The museum hosted a grand opening reception Friday night and family fun day on Saturday to celebrate its reopening following the downtown explosion in Sun Prairie last year that closed the museum for construction.

The museum, which contains more than 38,000 artifacts, is currently featuring exhibits about the Wisconsin Porcelain Company, the American Red Cross and surveying time maps and technology on loan from the Wisconsin Society of Land Surveyors and a homecoming about the museum in 1969. There is also an exhibit about O’Keeffe’s life, family and artwork.

The museum closed on July 10 of last year following the explosion in downtown Sun Prairie.

“At that point in the aftermath of the explosion, we were not really clear for a while just what was going to happen,” Mayor Paul Esser said.

There were initial concerns over the structural integrity of the building and more renovations were added to the project over time.

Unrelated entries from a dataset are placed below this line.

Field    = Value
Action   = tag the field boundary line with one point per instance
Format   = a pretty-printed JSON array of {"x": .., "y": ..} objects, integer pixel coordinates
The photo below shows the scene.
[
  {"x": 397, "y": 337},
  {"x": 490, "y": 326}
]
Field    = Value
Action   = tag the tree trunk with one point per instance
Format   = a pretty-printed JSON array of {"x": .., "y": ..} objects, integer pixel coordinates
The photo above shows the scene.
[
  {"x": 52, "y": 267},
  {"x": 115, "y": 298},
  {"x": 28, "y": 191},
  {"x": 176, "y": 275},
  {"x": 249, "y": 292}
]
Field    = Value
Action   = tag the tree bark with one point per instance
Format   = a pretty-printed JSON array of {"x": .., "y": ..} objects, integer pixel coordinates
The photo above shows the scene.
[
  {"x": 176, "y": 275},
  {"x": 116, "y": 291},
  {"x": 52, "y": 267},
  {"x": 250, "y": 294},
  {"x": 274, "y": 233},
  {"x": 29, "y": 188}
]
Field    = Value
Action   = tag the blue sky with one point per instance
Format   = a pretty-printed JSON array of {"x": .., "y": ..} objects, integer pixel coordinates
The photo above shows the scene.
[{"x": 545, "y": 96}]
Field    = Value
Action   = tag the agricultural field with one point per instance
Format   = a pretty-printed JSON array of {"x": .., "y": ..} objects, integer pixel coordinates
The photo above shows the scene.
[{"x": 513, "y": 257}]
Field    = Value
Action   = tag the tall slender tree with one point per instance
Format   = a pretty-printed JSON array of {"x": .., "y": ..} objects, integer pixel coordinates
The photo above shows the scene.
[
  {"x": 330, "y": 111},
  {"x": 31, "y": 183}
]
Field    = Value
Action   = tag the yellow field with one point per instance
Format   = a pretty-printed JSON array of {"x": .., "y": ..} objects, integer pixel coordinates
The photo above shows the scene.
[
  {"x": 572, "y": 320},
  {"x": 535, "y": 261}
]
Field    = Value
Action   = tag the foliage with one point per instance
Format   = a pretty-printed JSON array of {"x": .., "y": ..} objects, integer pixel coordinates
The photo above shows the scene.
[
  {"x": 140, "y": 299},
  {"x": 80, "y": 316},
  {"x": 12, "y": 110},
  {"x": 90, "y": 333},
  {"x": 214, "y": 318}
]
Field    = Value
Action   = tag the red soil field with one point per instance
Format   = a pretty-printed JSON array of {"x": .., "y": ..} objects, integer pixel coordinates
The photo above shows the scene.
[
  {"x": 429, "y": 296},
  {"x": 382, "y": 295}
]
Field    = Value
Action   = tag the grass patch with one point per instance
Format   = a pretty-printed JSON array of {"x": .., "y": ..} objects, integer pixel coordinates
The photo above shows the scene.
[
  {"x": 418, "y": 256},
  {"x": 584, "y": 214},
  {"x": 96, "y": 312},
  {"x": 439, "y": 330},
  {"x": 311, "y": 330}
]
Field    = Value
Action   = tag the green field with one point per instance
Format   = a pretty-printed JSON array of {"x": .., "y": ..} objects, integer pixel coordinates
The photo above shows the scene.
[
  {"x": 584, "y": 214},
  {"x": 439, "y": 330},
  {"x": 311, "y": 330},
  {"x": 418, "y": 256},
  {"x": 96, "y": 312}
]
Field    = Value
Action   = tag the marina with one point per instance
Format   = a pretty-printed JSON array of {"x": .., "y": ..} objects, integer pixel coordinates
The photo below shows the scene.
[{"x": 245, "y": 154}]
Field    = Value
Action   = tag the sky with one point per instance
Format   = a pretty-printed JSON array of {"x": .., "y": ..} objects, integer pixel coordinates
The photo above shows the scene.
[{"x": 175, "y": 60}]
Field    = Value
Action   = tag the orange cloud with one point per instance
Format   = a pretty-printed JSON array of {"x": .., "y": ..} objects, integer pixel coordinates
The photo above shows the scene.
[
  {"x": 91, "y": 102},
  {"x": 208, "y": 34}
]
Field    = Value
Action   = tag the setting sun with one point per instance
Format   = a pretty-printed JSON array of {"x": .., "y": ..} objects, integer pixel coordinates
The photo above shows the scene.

Esser said that it became a greater project than originally anticipated.

“That explosion, while it was tragic and resulted in the death of one of our firefighters — something that we continue to mourn and we remember him — there were some good things to it and this building renovation is one of those,” he said.

Esser spoke of the community’s changing population. He explained that last year, about 1,000 people moved to Sun Prairie, many of whom are young and well-educated.

“They’re changing the character of this community,” the mayor said, “and it is going to change the character of this museum.”

The 100 block of East Main Street in downtown Sun Prairie was added to the National Register of Historic Places in May, joining other several other Sun Prairie properties, including the Dr. Charles Crosse House, the Adam and Mary Smith House, the Sun Prairie Water Tower, the Canning Company Factory and the Chase Grain Elevator.

“This downtown district is notable for its very fine collection of late 19th and early 20th century buildings and it represents the commercial and architectural development of the downtown and of Sun Prairie,” Wisconsin Historical Society state historical preservation officer Daina Penkiunas said.

“The museum is an educational center and a depository for our community,” museum board chairman Joe Chase said. “But history is all around us in our historic downtown, in the historical buildings that have been preserved and in you, the people.”

Owner and principal architect of Kontext Architects Kelly Thompson and his firm worked on the project, which included restoring the original maple wood floors from 1924.

“I share, and my staff as well share, a particular passion for our significant structures, so I feel so privileged and honored to work on something so close to where we reside as a small firm,” he said.

“This is the place you can come to where you can hear and see the history of Sun Prairie in the past,” Esser said, “and while today is not the past in a future time, today will be somebody else’s past and we will be preserving that history here.”